[Bioclusters] OpenPBS problems

Tim Cutts bioclusters@bioinformatics.org
Tue, 2 Dec 2003 14:23:43 +0000


On 02-Dec-03, Ron Chen wrote:
> > We also need a "swap out Queue", hence low priority
> > queue that will suspend running jobs (and swap them 
> > out to the disk) incase some jobs in other queues 
> > needs it's cpu. Does such feature exist under PBS
> > system?
> 
> The closest thing you can use is checkpointing.
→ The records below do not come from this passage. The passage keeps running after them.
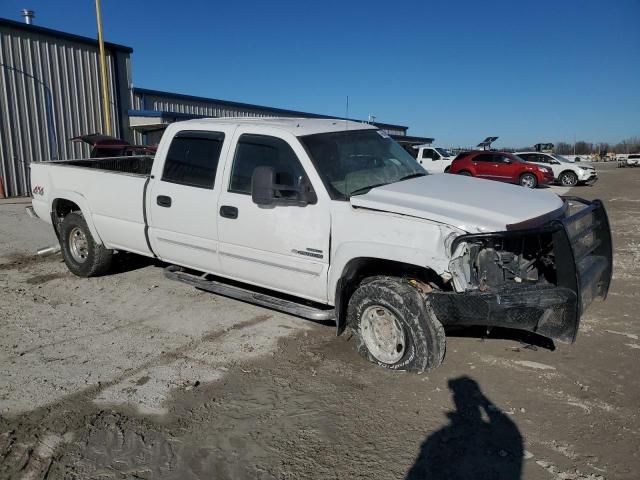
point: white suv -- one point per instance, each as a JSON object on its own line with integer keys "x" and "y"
{"x": 433, "y": 159}
{"x": 565, "y": 171}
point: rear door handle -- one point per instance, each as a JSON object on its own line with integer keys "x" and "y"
{"x": 163, "y": 201}
{"x": 228, "y": 211}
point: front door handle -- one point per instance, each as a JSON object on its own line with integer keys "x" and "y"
{"x": 228, "y": 211}
{"x": 163, "y": 201}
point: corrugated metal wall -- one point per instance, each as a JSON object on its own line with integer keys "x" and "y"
{"x": 151, "y": 100}
{"x": 50, "y": 92}
{"x": 193, "y": 107}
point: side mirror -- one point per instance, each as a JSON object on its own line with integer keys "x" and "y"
{"x": 266, "y": 192}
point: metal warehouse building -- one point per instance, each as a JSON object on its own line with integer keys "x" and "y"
{"x": 50, "y": 91}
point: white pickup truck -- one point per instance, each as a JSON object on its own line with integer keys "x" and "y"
{"x": 333, "y": 220}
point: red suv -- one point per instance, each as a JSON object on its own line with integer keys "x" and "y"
{"x": 503, "y": 167}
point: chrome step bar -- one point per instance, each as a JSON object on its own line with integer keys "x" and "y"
{"x": 246, "y": 295}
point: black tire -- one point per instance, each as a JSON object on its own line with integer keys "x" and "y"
{"x": 97, "y": 258}
{"x": 568, "y": 179}
{"x": 424, "y": 338}
{"x": 528, "y": 180}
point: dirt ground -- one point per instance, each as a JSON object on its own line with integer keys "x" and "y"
{"x": 134, "y": 376}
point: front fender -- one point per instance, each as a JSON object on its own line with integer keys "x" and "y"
{"x": 436, "y": 260}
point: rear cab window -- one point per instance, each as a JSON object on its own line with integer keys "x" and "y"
{"x": 192, "y": 159}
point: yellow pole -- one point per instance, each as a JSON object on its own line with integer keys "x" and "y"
{"x": 106, "y": 105}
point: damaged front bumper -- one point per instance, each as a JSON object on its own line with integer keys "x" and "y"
{"x": 540, "y": 279}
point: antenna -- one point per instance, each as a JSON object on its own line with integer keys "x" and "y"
{"x": 346, "y": 116}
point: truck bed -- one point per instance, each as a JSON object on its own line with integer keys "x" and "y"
{"x": 139, "y": 165}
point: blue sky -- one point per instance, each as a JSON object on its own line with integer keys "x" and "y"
{"x": 457, "y": 70}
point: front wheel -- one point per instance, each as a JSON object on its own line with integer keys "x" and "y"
{"x": 529, "y": 180}
{"x": 568, "y": 179}
{"x": 83, "y": 256}
{"x": 394, "y": 326}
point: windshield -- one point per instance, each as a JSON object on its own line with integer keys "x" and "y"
{"x": 560, "y": 158}
{"x": 444, "y": 152}
{"x": 354, "y": 161}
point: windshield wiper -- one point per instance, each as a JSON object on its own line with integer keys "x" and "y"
{"x": 360, "y": 191}
{"x": 413, "y": 175}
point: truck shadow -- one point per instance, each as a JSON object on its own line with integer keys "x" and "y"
{"x": 127, "y": 262}
{"x": 480, "y": 442}
{"x": 527, "y": 340}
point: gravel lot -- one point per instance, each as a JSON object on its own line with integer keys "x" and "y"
{"x": 134, "y": 376}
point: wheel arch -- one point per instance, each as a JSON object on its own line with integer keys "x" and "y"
{"x": 65, "y": 202}
{"x": 567, "y": 170}
{"x": 359, "y": 268}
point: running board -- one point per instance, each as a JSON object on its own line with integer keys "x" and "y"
{"x": 246, "y": 295}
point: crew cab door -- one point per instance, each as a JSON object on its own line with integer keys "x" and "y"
{"x": 182, "y": 198}
{"x": 281, "y": 247}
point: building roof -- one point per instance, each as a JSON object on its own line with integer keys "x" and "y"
{"x": 297, "y": 126}
{"x": 273, "y": 110}
{"x": 4, "y": 22}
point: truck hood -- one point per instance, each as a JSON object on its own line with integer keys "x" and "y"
{"x": 470, "y": 204}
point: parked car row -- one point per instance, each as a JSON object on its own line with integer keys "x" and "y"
{"x": 631, "y": 160}
{"x": 529, "y": 169}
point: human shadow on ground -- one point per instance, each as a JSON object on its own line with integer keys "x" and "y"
{"x": 481, "y": 442}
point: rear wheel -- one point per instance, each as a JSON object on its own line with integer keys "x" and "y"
{"x": 568, "y": 179}
{"x": 83, "y": 256}
{"x": 528, "y": 180}
{"x": 394, "y": 325}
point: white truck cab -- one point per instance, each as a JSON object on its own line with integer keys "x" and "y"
{"x": 565, "y": 171}
{"x": 433, "y": 159}
{"x": 333, "y": 220}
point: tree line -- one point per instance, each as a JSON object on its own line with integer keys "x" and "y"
{"x": 629, "y": 145}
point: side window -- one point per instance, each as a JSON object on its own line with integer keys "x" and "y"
{"x": 193, "y": 158}
{"x": 264, "y": 151}
{"x": 484, "y": 157}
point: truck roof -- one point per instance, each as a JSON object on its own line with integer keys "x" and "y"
{"x": 297, "y": 126}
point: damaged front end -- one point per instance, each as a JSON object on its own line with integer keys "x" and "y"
{"x": 540, "y": 279}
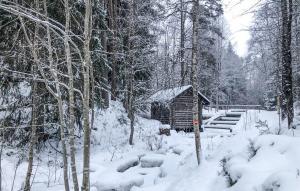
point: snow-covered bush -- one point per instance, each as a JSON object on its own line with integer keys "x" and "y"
{"x": 154, "y": 142}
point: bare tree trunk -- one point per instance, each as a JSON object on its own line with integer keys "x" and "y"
{"x": 71, "y": 97}
{"x": 130, "y": 70}
{"x": 111, "y": 46}
{"x": 86, "y": 108}
{"x": 182, "y": 42}
{"x": 287, "y": 85}
{"x": 194, "y": 79}
{"x": 33, "y": 138}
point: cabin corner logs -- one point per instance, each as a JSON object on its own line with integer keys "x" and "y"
{"x": 174, "y": 107}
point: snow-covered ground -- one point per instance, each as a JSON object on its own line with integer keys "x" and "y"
{"x": 252, "y": 158}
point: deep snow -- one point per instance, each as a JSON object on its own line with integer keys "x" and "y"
{"x": 252, "y": 158}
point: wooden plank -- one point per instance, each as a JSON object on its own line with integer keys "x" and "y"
{"x": 224, "y": 122}
{"x": 217, "y": 127}
{"x": 229, "y": 118}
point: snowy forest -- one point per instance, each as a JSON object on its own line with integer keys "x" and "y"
{"x": 149, "y": 95}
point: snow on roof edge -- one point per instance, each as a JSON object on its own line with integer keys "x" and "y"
{"x": 169, "y": 94}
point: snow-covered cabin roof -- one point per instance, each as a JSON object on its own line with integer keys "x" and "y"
{"x": 169, "y": 94}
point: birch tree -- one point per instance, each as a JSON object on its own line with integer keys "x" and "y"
{"x": 86, "y": 89}
{"x": 195, "y": 108}
{"x": 287, "y": 83}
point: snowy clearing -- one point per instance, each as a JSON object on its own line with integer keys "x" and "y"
{"x": 251, "y": 158}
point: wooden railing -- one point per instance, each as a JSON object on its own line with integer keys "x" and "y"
{"x": 246, "y": 107}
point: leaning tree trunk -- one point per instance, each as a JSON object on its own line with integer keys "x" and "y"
{"x": 58, "y": 96}
{"x": 71, "y": 97}
{"x": 86, "y": 108}
{"x": 33, "y": 138}
{"x": 130, "y": 69}
{"x": 194, "y": 79}
{"x": 111, "y": 10}
{"x": 182, "y": 42}
{"x": 287, "y": 85}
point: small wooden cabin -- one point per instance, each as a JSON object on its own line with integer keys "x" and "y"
{"x": 174, "y": 107}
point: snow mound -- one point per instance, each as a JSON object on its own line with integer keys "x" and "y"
{"x": 269, "y": 163}
{"x": 150, "y": 161}
{"x": 118, "y": 182}
{"x": 125, "y": 165}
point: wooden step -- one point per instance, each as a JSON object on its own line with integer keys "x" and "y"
{"x": 229, "y": 118}
{"x": 233, "y": 114}
{"x": 220, "y": 127}
{"x": 224, "y": 122}
{"x": 237, "y": 110}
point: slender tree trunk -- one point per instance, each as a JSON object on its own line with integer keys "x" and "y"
{"x": 71, "y": 97}
{"x": 182, "y": 42}
{"x": 58, "y": 96}
{"x": 33, "y": 139}
{"x": 111, "y": 45}
{"x": 194, "y": 79}
{"x": 86, "y": 108}
{"x": 287, "y": 85}
{"x": 130, "y": 70}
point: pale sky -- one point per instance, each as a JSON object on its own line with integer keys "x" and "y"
{"x": 239, "y": 19}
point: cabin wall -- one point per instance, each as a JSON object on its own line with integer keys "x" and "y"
{"x": 160, "y": 112}
{"x": 183, "y": 115}
{"x": 178, "y": 114}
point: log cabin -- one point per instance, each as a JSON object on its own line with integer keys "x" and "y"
{"x": 174, "y": 107}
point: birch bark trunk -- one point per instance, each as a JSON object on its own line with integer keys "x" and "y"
{"x": 194, "y": 79}
{"x": 71, "y": 97}
{"x": 86, "y": 108}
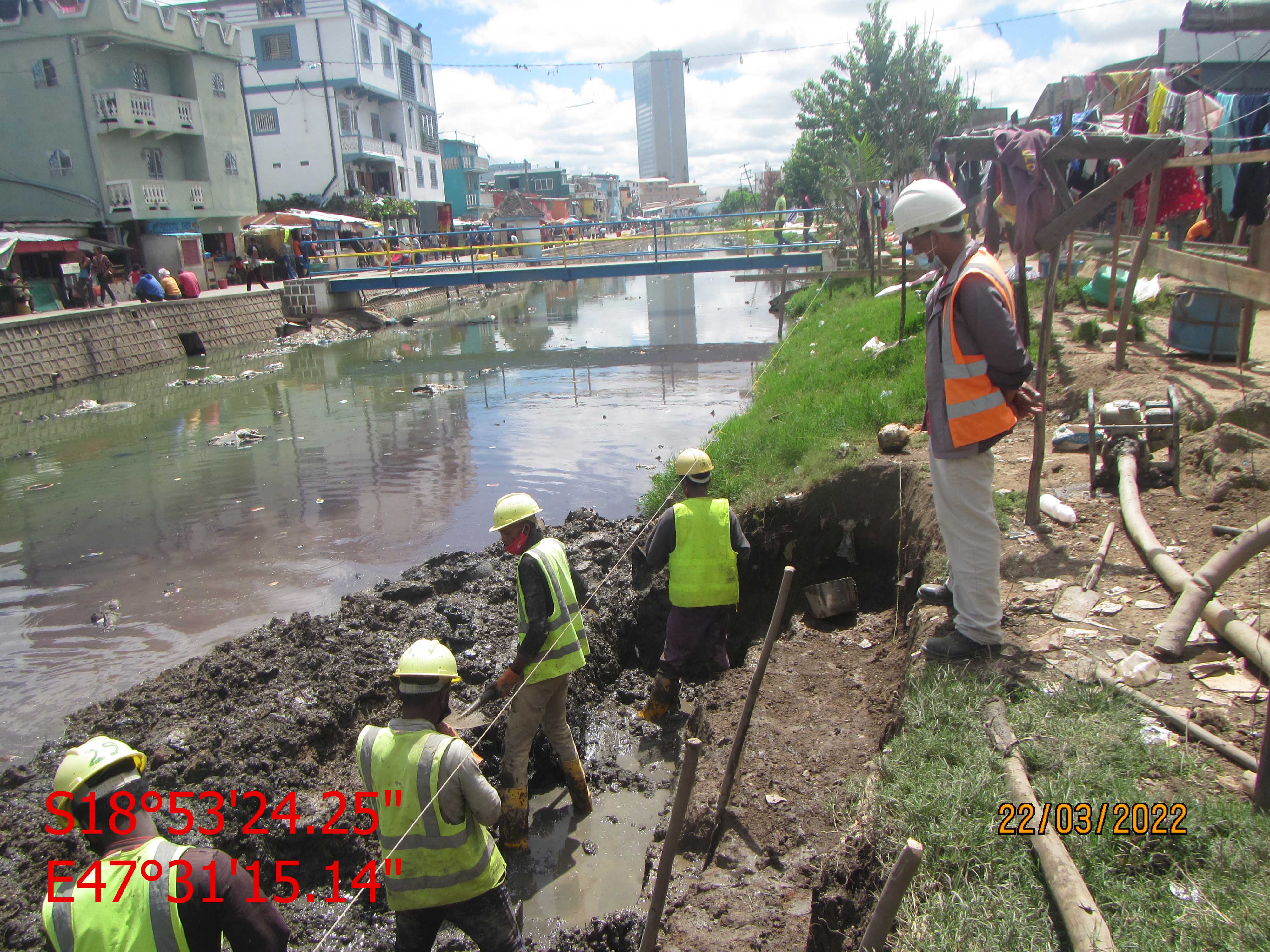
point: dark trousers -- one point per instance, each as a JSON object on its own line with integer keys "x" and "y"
{"x": 105, "y": 285}
{"x": 487, "y": 920}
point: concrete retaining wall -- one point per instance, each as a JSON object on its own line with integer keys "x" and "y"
{"x": 49, "y": 350}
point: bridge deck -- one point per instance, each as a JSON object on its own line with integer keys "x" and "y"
{"x": 504, "y": 275}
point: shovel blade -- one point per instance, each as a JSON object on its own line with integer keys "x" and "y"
{"x": 1075, "y": 604}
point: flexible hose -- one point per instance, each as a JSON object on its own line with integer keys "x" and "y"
{"x": 1222, "y": 620}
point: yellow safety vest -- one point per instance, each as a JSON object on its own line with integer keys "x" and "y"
{"x": 977, "y": 409}
{"x": 143, "y": 921}
{"x": 566, "y": 648}
{"x": 703, "y": 564}
{"x": 441, "y": 863}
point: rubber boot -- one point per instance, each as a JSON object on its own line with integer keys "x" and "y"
{"x": 515, "y": 824}
{"x": 576, "y": 780}
{"x": 665, "y": 691}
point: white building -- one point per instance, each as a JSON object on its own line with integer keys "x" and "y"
{"x": 340, "y": 100}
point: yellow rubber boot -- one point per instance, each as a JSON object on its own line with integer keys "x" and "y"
{"x": 576, "y": 780}
{"x": 515, "y": 824}
{"x": 664, "y": 692}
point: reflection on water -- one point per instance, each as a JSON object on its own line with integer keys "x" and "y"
{"x": 567, "y": 393}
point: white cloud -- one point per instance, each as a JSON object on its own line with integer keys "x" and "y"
{"x": 739, "y": 112}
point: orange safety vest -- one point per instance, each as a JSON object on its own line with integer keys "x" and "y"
{"x": 977, "y": 411}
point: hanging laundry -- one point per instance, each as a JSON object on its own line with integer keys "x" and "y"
{"x": 1024, "y": 183}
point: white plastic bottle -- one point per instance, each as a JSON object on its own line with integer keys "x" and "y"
{"x": 1057, "y": 510}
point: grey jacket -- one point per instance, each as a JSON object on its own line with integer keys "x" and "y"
{"x": 984, "y": 326}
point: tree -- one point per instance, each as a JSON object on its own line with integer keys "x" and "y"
{"x": 888, "y": 89}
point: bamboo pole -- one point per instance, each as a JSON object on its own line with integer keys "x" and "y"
{"x": 1086, "y": 929}
{"x": 671, "y": 845}
{"x": 1032, "y": 513}
{"x": 888, "y": 903}
{"x": 739, "y": 742}
{"x": 1122, "y": 337}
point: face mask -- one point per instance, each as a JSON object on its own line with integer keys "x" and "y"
{"x": 518, "y": 545}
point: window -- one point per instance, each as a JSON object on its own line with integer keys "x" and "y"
{"x": 265, "y": 122}
{"x": 59, "y": 164}
{"x": 406, "y": 68}
{"x": 154, "y": 162}
{"x": 45, "y": 73}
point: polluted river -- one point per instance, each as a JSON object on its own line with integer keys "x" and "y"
{"x": 351, "y": 521}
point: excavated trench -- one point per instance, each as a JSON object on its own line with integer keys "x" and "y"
{"x": 279, "y": 710}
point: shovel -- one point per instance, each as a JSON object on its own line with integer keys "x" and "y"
{"x": 1075, "y": 602}
{"x": 472, "y": 717}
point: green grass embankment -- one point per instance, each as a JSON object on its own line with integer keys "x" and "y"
{"x": 817, "y": 392}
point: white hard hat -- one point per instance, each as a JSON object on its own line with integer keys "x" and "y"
{"x": 924, "y": 206}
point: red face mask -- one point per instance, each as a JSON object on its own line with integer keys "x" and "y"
{"x": 518, "y": 545}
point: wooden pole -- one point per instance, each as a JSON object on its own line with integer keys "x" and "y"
{"x": 671, "y": 845}
{"x": 739, "y": 742}
{"x": 1086, "y": 929}
{"x": 888, "y": 903}
{"x": 1032, "y": 515}
{"x": 1116, "y": 257}
{"x": 1122, "y": 336}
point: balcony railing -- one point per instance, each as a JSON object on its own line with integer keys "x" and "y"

I
> don't think a batch system can tell the OS to "swap
> processes to disk".

LSF can, although it is of course another example that costs $$.
Different queues can be configured to 'preempt' each other.  A
pre-empted job in a low priority queue is sent a SIGSTOP by LSF, and
will get a corresponding resume signal once the higher priority job has
finished.

However, you should take great care with this sort of thing; suspending
lots of jobs can cause you to run out of resources really quickly... we
got bitten by this; several hundred jobs with open connections to a
MySQL instance get suspended because they are preempted by a higher
priority set of jobs.  The higher priority set of several hundred jobs
starts, and tries to connect to the same instance.  *BOOM*.  MySQL
instance runs out of connections, or the hosting OS runs out of threads,
or whatever, and all the high priority jobs fail.  Or if you're really
unlucky the server falls over altogether.

Users like preemption of jobs, but it's really risky.  We have it
switched off now, on almost all queues.  There is *one* queue which can
preempt others, and it's for use in dire emergencies only.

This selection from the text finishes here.